Non sono affatto sicura che i cosiddetti dirigenti del partito democratico che stanno prendendo in queste ore decisioni importanti si rendano conto fino in fondo della responsabilità che un giorno sarà loro addossata: non soltanto di aver contribuito al fallimento e poi allo sfascio del Pd, partito che doveva rappresentare il vanto dell’avvenuto rinnovamento del centro sinistra, ma, colpa assai più seria, di aver cancellato in una fase così grave, quel poco di opposizione anche se troppo debole e impacciata al governo di Berlusconi.

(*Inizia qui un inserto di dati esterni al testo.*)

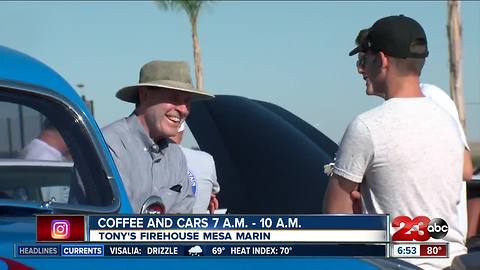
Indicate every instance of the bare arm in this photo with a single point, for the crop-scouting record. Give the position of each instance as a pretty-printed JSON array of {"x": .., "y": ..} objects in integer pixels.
[
  {"x": 467, "y": 165},
  {"x": 338, "y": 199}
]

Non credo infatti che come ci insegnano storici e costituzionalisti che hanno condiviso il manifesto di Libertà e Giustizia “Rompiamo il silenzio”, non credo che una democrazia possa vivere senza che nel Paese e nel Parlamento che lo rappresenta vi sia una opposizione degna di questo nome. L’assenza dell’opposizione non può non provocare esiti nefasti: cresce la volontà di onnipotenza di colui o coloro che governano, produce forme pericolose di “ribellismo” o di leaderismo demagogico.
Lo sfascio del Pd sta provocando un passo ulteriore sulla via di quella deriva nemica della democrazia che Gustavo Zagrebelsky ha per primo intuito e così appassionatamente denunciato.
Il Paese non se ne rende conto? Il Paese sorride ai lazzi di quegli esponenti della maggioranza che vengono costantemente mandati in Tv a deridere chi si prova a parlare ancora di giustizia per pochi (“una legge per quattro”, dice Benigni del lodo Alfano ), di conflitto di interessi, di Parlamento esautorato, di giornalisti intimiditi dal carcere, ed editori dalle sanzioni e così via.